Neben Grätschwinkelsprüngen und Unterschwüngen sahen die Zuschauer überall Eifer, konzentrierte Gesichter und manchmal hörte man auch die Frage: „Darf ich vielleicht noch mal?“ Darf man aber nicht, beim Turnwettkampf musste man auf den Punkt zeigen, was man drauf hat. Aber ansonsten lief alles viel entspannter, als man das vielleicht von Kunstturn-Wettkämpfen gewöhnt ist. Es gab engagierte Unterstützung von der Klasse auf den Rängen, und, ja, es war nach geglückten Abgängen auch richtig laut in den Hallen drei bis fünf.

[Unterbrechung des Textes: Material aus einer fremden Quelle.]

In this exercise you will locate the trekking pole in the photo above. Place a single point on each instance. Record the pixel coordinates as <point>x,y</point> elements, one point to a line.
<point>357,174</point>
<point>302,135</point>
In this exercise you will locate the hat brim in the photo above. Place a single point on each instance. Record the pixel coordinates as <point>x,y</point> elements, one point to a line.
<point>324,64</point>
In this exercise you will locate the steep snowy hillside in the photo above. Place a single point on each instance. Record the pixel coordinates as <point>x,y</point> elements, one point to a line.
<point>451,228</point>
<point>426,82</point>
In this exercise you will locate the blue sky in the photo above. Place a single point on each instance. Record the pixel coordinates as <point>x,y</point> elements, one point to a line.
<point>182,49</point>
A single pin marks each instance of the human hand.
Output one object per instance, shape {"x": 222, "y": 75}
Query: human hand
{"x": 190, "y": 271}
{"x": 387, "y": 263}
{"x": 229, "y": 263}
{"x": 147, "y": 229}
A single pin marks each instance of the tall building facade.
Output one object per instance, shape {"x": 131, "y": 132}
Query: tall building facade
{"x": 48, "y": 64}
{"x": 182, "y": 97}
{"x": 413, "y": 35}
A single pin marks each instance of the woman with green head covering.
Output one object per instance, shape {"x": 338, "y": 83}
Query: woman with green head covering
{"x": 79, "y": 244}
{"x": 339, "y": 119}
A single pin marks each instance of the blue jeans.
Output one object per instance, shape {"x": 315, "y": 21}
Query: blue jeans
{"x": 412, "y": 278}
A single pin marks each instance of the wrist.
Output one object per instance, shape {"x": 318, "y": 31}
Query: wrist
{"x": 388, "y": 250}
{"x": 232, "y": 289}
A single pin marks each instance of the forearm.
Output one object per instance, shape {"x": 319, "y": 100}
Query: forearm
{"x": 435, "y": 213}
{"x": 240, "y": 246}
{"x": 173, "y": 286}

„Wir wollten mit diesem Turntag den Schülern einfach mal den Bammel vor so einem Turnwettkampf nehmen“, war Simone Breitmaiers Anliegen. Zusammen mit Claudia Schneider organisierte sie angestrengt, aber keineswegs hektisch diesen ersten Wettbewerb an den Geräten. Als Erfolg, er soll nächstes Jahr wiederholt werden. Denn er war im Sportunterricht der letzten Wochen eine neue Motivation zum Trainieren der Übungsteile, es galt ja, in die klasseneigene Turnmannschaft aufgenommen zu werden.